Recent consumer research shows that warnings about the alleged dangers of pesticides may result in reductions in the overall intake of fruits and vegetables. While some could argue that providing information to consumers about pesticide residues simply fuels an increased shift from the consumption of conventionally grown crops to those grown organically, this ignores the issue that organically grown crops are typically more expensive, and higher produce costs could present a significant challenge to many in our society.  While such a challenge might be reasonable if there were well documented scientific data that supported the contention that there are different health benefits of conventionally grown versus organically grown foods, at present this is not the case.

What people should be doing is eating more fruits and vegetables of all kinds — whether they are conventional or organic.  Sadly, statistics show this is just not happening.  Rather, research shows that consumers are eating fewer fruits and vegetables and only a small fraction of the population is meeting USDA dietary guidelines to make half of what we eat fruits and vegetables.  Admittedly, there are many reasons for this including cost, availability and the fact that some people just don’t like them.  But one thing is certain: Fear should not be a reason to avoid these healthy products.

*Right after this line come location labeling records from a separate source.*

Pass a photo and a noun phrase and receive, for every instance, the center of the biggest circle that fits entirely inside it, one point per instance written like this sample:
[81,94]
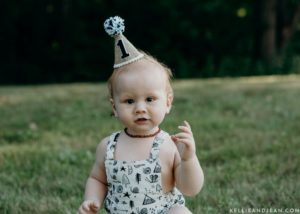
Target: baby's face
[140,97]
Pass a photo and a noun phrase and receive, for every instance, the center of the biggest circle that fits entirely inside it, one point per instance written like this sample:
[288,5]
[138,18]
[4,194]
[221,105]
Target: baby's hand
[89,207]
[185,142]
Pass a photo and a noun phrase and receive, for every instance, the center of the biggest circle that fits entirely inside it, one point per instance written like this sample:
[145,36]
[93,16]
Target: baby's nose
[140,108]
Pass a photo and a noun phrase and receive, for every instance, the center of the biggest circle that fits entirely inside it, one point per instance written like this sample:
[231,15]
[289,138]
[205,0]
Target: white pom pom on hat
[125,52]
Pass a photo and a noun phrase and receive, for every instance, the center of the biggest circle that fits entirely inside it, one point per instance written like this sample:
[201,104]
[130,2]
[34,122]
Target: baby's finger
[86,207]
[183,135]
[185,129]
[95,206]
[187,125]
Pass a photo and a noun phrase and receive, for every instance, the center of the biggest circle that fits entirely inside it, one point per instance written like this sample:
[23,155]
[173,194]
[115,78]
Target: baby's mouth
[141,120]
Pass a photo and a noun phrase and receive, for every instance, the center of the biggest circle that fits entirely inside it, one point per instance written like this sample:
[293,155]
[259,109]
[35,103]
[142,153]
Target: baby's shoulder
[102,145]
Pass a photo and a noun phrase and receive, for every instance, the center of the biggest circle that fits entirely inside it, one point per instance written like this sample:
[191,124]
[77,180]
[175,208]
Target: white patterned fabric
[135,187]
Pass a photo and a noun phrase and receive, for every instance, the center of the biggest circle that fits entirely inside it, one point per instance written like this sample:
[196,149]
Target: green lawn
[247,132]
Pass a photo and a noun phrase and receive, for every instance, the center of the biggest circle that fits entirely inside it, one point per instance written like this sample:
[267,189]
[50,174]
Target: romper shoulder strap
[158,140]
[111,145]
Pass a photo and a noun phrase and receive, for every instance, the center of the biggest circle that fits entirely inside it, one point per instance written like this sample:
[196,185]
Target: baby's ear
[169,102]
[114,107]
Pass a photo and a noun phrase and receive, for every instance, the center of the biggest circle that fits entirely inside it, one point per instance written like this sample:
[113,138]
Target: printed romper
[134,187]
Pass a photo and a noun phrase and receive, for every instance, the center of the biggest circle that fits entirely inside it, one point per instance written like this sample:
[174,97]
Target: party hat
[125,52]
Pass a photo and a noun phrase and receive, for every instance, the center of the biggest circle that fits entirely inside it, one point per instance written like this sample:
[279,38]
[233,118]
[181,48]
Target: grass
[247,132]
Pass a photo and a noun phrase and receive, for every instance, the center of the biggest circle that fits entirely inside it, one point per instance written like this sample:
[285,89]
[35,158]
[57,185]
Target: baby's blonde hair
[116,73]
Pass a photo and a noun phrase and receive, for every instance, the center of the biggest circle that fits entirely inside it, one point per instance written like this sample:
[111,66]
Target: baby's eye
[129,101]
[149,99]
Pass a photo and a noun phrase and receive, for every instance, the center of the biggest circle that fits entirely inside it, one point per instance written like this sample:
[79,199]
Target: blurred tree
[275,23]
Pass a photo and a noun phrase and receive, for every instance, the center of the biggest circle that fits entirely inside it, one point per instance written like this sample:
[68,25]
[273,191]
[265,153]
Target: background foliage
[246,129]
[64,41]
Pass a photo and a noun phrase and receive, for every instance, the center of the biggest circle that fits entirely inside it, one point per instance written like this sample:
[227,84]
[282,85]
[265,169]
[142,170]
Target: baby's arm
[189,176]
[96,185]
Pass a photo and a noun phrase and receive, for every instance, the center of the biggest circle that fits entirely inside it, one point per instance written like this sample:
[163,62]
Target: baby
[142,169]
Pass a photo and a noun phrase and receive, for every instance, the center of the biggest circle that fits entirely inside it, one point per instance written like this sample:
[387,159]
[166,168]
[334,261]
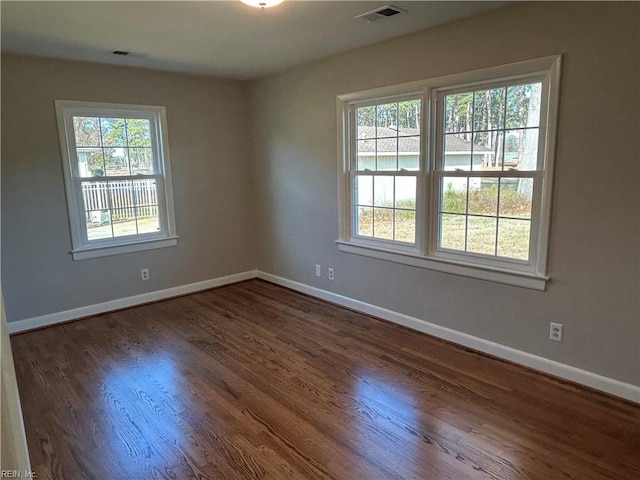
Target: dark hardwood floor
[255,381]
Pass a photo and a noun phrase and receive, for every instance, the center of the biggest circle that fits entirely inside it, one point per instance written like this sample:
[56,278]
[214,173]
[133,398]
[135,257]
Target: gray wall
[594,255]
[211,167]
[276,207]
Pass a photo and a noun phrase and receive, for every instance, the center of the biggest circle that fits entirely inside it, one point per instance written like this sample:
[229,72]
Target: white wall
[594,255]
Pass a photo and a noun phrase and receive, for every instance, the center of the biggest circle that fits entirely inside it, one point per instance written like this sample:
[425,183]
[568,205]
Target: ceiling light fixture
[263,3]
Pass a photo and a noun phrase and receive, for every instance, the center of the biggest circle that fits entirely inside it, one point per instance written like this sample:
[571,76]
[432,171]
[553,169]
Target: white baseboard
[60,317]
[557,369]
[589,379]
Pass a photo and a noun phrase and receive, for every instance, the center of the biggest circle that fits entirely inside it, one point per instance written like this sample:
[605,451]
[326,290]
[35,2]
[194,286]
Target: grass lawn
[480,232]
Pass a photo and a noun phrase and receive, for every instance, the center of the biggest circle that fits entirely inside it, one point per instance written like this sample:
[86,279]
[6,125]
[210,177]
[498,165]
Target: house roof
[408,141]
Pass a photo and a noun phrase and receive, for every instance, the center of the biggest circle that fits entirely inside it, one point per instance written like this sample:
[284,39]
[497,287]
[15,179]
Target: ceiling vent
[380,13]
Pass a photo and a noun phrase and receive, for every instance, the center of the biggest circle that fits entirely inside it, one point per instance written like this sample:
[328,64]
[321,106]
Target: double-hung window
[453,173]
[118,178]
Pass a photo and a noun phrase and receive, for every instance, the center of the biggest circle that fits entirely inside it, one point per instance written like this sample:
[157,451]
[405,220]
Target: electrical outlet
[555,332]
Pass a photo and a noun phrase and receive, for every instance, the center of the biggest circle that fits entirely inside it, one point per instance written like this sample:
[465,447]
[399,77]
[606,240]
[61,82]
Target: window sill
[491,274]
[107,250]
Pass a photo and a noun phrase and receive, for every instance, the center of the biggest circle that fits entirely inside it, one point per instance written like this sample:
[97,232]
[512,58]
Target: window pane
[405,226]
[87,131]
[513,238]
[409,117]
[454,195]
[481,235]
[516,196]
[364,190]
[458,112]
[148,219]
[383,191]
[452,231]
[488,109]
[364,221]
[366,122]
[124,222]
[98,224]
[387,154]
[483,196]
[366,155]
[121,195]
[521,149]
[90,162]
[141,159]
[113,132]
[383,223]
[457,153]
[523,105]
[405,194]
[116,161]
[387,116]
[409,153]
[95,196]
[138,132]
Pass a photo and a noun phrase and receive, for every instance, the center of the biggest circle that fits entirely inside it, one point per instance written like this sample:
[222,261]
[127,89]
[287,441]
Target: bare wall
[207,124]
[594,253]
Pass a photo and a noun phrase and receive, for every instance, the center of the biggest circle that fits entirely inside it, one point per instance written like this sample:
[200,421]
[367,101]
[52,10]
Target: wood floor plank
[254,381]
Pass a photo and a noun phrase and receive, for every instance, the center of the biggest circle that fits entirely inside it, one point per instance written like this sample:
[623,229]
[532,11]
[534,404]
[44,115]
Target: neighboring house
[383,146]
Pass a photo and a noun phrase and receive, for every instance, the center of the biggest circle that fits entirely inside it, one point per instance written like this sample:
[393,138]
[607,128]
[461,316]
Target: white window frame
[82,247]
[425,253]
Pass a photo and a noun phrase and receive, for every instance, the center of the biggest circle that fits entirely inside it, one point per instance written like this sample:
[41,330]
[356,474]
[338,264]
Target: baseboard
[73,314]
[614,387]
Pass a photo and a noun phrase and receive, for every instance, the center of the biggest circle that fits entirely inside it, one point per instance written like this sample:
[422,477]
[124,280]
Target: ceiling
[217,38]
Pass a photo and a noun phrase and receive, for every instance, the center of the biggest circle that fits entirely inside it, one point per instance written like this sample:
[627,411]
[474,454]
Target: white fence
[124,199]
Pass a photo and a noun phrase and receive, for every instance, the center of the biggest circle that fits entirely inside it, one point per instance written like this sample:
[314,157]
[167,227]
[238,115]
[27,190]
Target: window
[453,173]
[118,180]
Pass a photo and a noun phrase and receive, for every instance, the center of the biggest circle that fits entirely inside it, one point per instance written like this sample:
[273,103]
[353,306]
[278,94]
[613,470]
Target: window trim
[425,254]
[82,248]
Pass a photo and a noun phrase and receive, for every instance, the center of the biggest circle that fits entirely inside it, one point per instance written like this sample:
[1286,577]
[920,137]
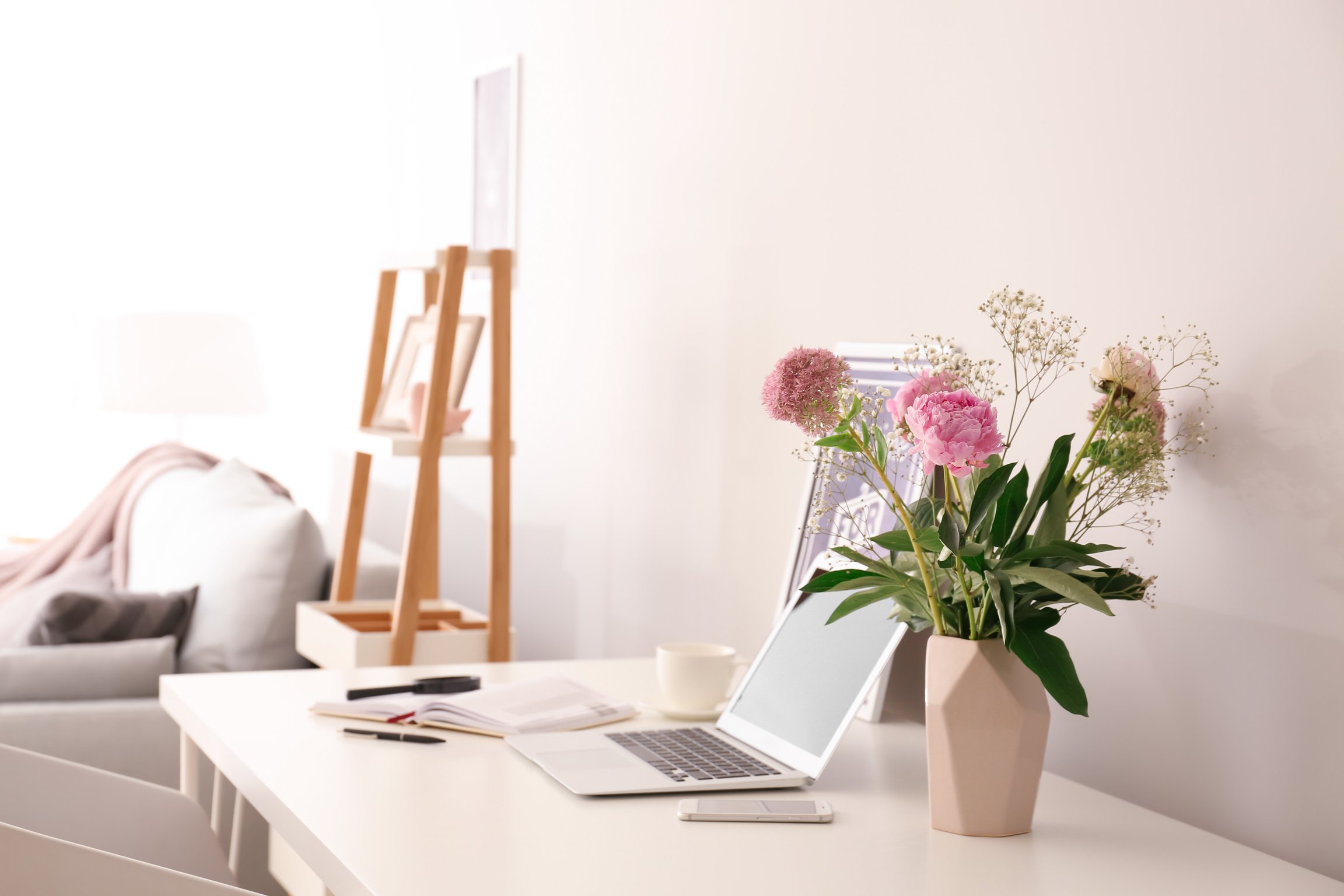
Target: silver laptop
[779,730]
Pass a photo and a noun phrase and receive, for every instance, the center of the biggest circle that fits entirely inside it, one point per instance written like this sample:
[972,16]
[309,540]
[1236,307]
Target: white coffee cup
[695,676]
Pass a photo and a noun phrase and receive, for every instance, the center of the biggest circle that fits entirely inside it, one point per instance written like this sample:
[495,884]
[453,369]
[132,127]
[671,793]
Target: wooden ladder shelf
[418,578]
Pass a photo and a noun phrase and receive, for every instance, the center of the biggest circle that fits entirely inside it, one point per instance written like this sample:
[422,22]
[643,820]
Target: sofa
[251,556]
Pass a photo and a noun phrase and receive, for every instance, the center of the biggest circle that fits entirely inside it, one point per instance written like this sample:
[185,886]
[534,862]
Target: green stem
[961,503]
[900,507]
[1101,418]
[956,561]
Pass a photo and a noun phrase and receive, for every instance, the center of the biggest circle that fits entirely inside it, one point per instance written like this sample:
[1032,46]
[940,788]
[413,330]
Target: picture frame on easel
[410,365]
[872,365]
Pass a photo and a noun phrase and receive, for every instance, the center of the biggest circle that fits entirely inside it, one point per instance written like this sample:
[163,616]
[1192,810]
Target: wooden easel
[418,579]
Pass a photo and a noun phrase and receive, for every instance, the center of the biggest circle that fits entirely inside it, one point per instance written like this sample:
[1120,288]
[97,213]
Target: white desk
[474,817]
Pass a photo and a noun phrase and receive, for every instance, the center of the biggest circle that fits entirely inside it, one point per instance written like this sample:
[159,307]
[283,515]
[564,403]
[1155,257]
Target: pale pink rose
[954,430]
[922,383]
[1132,370]
[1156,411]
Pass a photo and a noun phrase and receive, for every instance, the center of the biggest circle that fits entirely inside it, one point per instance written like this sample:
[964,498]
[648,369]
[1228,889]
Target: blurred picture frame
[872,365]
[495,156]
[413,360]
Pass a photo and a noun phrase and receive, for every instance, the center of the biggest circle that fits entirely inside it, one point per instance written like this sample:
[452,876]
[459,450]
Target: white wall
[708,184]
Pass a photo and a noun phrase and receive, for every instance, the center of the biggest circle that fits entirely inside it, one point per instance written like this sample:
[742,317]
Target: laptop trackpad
[584,760]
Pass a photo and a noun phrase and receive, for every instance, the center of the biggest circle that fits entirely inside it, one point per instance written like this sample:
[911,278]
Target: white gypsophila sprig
[939,355]
[1140,442]
[1044,347]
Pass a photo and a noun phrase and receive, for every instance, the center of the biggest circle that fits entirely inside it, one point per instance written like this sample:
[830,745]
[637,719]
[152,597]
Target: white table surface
[475,817]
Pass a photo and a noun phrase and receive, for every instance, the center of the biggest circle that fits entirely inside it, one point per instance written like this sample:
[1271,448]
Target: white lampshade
[180,365]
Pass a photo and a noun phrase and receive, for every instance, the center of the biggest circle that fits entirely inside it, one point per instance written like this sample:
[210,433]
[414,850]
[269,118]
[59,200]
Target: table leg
[188,769]
[236,836]
[221,804]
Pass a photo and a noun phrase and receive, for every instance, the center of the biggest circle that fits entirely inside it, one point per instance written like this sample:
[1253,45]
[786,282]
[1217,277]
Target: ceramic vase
[987,723]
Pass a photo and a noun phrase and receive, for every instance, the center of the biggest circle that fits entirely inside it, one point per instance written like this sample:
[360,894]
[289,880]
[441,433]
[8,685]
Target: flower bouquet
[987,554]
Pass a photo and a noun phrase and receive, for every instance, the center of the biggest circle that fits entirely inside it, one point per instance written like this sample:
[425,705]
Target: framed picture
[872,365]
[495,158]
[413,360]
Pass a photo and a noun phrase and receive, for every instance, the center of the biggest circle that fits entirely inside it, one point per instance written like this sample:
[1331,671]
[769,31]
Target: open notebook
[536,706]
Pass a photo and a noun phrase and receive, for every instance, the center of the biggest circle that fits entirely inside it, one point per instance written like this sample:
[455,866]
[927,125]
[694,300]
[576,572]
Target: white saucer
[657,703]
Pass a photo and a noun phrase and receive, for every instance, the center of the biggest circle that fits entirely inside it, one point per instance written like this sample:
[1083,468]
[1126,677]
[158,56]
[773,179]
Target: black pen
[391,735]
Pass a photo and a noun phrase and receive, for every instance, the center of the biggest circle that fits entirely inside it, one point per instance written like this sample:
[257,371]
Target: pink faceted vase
[987,724]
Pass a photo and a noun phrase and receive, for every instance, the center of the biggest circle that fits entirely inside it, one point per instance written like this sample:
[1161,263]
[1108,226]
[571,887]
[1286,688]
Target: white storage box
[358,633]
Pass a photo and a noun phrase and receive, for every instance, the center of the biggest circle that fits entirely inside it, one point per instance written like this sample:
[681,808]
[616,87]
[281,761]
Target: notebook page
[547,703]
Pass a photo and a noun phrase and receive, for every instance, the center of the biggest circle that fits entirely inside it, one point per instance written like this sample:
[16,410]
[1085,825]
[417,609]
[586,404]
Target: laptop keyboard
[691,752]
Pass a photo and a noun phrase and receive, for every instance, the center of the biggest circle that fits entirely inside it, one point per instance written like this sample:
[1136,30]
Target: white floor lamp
[180,365]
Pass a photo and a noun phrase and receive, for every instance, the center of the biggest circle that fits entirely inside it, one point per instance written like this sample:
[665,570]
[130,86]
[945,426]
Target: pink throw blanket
[107,520]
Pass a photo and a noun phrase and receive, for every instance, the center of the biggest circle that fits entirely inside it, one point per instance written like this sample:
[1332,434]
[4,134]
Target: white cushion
[108,671]
[251,554]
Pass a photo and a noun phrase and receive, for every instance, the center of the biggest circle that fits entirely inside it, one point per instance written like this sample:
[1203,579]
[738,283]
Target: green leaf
[974,556]
[1054,517]
[987,495]
[900,540]
[843,441]
[923,513]
[1047,656]
[858,601]
[1063,584]
[1120,584]
[1010,508]
[850,554]
[1045,487]
[1091,547]
[841,579]
[1000,592]
[1057,548]
[949,531]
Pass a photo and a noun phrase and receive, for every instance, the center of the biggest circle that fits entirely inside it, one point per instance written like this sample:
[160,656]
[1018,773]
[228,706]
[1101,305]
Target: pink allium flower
[922,383]
[956,430]
[1132,370]
[804,390]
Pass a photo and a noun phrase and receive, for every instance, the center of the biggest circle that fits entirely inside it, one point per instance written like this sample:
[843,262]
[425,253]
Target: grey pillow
[18,610]
[76,617]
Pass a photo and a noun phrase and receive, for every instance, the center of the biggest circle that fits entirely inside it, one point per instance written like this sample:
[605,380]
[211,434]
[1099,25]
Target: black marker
[391,735]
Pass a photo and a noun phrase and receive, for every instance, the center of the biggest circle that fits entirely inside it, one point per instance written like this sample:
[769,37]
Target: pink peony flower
[922,383]
[956,430]
[1138,376]
[804,390]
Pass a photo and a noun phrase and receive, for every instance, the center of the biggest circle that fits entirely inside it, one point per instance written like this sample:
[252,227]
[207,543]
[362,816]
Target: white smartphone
[794,810]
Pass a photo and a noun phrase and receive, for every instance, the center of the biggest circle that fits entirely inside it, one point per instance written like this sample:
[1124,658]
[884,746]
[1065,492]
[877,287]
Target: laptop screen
[811,677]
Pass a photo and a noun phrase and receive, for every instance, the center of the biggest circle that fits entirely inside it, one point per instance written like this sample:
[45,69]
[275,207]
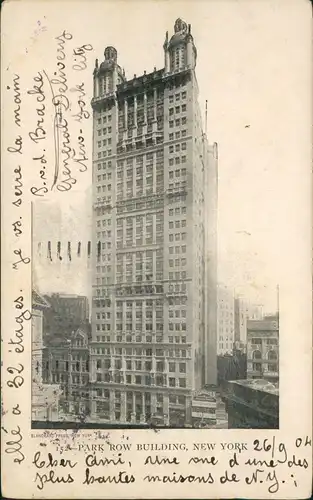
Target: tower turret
[108,75]
[181,49]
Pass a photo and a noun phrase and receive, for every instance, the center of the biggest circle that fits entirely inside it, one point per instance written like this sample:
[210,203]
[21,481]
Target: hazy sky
[251,68]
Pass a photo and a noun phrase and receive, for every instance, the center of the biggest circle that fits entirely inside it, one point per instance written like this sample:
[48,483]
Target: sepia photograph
[156,250]
[146,310]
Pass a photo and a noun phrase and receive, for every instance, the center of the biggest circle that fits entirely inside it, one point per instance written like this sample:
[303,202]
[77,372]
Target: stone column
[155,96]
[112,405]
[143,410]
[133,414]
[95,94]
[123,406]
[166,410]
[189,54]
[135,111]
[114,79]
[166,60]
[153,403]
[125,113]
[145,108]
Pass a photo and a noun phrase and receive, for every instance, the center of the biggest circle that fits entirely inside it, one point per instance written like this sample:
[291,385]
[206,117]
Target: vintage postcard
[156,249]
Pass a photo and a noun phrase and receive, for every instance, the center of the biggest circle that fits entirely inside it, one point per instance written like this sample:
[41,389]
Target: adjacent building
[245,310]
[252,404]
[225,320]
[66,363]
[263,348]
[154,230]
[66,314]
[45,397]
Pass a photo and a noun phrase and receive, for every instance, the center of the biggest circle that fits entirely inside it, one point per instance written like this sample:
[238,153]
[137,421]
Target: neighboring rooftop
[258,384]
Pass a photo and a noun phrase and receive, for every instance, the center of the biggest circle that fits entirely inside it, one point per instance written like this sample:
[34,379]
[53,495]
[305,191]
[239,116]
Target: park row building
[154,227]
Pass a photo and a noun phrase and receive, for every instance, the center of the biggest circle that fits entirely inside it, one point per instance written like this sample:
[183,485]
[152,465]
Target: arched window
[272,355]
[256,354]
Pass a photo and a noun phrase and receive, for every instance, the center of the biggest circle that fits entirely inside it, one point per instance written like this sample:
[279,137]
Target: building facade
[66,314]
[244,310]
[150,315]
[263,348]
[66,363]
[252,404]
[225,320]
[45,397]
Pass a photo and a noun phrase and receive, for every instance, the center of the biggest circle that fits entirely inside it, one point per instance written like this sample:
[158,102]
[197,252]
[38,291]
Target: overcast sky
[253,71]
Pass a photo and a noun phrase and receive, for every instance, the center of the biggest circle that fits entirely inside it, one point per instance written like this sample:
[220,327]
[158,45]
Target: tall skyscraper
[154,299]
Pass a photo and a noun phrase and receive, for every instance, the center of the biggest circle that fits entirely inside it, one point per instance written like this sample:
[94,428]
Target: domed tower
[108,75]
[180,52]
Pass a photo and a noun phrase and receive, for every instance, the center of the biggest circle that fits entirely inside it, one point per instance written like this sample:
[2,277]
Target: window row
[105,165]
[178,109]
[177,237]
[105,130]
[137,351]
[103,154]
[178,147]
[177,160]
[177,134]
[104,187]
[178,96]
[177,249]
[178,122]
[104,119]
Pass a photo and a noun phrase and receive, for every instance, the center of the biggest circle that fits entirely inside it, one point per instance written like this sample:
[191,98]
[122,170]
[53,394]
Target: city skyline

Each time a new report is issued or emerging science appears claiming that pesticide on foods are linked to a specific health issue, media coverage is abundant.  While we clearly need studies that are aimed at improving our knowledge of the potential health benefits and risks of the produce we consume, what often gets left out of the media coverage is that the findings are often preliminary in nature.  And they may even conflict with other studies reporting increased fruit and vegetable consumption results in lower rates of these same maladies.  At present, the simple fact remains that thousands of research projects conducted over several decades suggest that the healthiest people are those who consume plant food rich diets.  Ideally, this is what the media should be reporting.  Of course consumers have the clear right to know about what goes into their food.  But the media and health educators have a responsibility to provide people with the full story on complex food safety topics.

I urge consumers and the media to seek out information from universities, public health agencies and other independent resources whenever there is a new report on food safety.  It’s crucial that all of us do whatever we can to help people understand how important it is that they consume diets rich in fruits and vegetables, and that such diets are not avoided due to inappropriate concerns over their safety.

Dr. Carl L. Keen is the Mars Chair in Developmental Nutrition, Professor of Nutrition & Internal Medicine, and a Nutritionist in the Agricultural Experiment Station at the University of California at Davis.